Le projet détaille ensuite les modalités de recueil : recours aux CMP existantes en mettant à jour des supports d’information pour y intégrer les nouvelles finalités liées au rejeu de session. L’autorité rappelle ici l’exigence de présenter chaque finalité de manière compréhensible (intitulé court + bref descriptif).
La CNIL encourage par ailleurs, à titre de bonne pratique, à intégrer une information spécifique présentant les outils de rejeu de session et la manière dont ils fonctionnent dès le premier niveau de la CMP, compte tenu de la faible connaissance de ces outils par le grand public et de leur caractère potentiellement intrusif.
Minimisation, conservation, sécurité : une approche très opérationnelle
Le projet consacre enfin une série de recommandations techniques et organisationnelles visant à permettre le respect des principes de protection des données, et insiste sur le fait que les éditeurs doivent choisir des fournisseurs dont les outils permettent effectivement de respecter ces exigences.

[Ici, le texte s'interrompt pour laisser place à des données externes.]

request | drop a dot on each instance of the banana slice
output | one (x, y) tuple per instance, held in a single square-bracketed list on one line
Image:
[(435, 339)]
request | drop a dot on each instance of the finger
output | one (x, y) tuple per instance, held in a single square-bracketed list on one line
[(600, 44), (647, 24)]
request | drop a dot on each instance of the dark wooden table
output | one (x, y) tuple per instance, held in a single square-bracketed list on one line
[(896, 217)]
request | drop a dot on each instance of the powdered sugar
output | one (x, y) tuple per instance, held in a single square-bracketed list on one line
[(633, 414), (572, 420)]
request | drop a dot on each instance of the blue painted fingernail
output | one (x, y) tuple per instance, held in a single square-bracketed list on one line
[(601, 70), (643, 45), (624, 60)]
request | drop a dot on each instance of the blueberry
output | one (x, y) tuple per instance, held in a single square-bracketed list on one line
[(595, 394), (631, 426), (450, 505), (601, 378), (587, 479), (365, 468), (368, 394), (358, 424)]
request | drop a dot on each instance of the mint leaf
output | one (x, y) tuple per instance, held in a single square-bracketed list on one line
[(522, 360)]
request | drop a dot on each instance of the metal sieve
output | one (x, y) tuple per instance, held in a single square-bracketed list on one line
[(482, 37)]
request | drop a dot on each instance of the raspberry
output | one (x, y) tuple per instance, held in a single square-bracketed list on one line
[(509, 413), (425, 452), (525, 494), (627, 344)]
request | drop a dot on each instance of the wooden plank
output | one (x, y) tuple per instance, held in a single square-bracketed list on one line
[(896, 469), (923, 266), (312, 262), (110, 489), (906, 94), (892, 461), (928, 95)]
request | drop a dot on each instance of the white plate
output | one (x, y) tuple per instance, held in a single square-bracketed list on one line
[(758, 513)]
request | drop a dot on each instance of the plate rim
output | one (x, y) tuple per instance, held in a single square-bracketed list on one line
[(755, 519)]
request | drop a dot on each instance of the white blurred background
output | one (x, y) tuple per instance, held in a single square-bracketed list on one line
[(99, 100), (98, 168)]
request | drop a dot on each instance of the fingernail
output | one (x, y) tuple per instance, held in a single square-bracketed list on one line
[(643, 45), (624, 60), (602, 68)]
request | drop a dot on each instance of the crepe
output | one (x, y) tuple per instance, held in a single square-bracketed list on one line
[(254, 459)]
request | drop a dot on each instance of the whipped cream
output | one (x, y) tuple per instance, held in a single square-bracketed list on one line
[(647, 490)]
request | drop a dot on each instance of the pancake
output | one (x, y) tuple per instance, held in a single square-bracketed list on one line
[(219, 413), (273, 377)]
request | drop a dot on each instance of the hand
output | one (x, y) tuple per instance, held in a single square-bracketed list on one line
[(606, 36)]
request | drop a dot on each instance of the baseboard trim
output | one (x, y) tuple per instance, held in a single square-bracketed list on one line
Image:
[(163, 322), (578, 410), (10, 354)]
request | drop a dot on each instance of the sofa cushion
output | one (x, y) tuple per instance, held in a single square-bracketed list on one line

Ces recommandations traitent notamment :
- des mesures de minimisation (ex : échantillonnage, déclencheurs, suppression rapide des sessions non pertinentes, masquage systématique et options de démasquage encadrées) ;
- de la durée de conservation (ex : paramétrage des durées par finalité, suppression de sessions individuelles) ;
- de la sécurité (ex : blocage de la collecte de mots de passe/données bancaires, habilitations et contrôles, paramétrages protecteurs par défaut au titre du privacy by default).
Le projet de recommandation intègre un tableau en annexe reliant, pour chacune des finalités « admises », les combinaisons de mesures techniques recommandées (masquage, identifiants, limitation des collectes, durées de conservation, etc.), renforçant ainsi le caractère opérationnel de la future recommandation.
Ce projet traduit une approche assez nette : le rejeu de session ne doit pas être conçu comme un outil généraliste d’observation des comportements, mais comme une technologie à réserver à des finalités limitées (technique/UX/support), sous réserve d’un consentement explicite et de garanties de minimisation particulièrement robustes. La consultation publique est ouverte jusqu’au 22 avril 2026.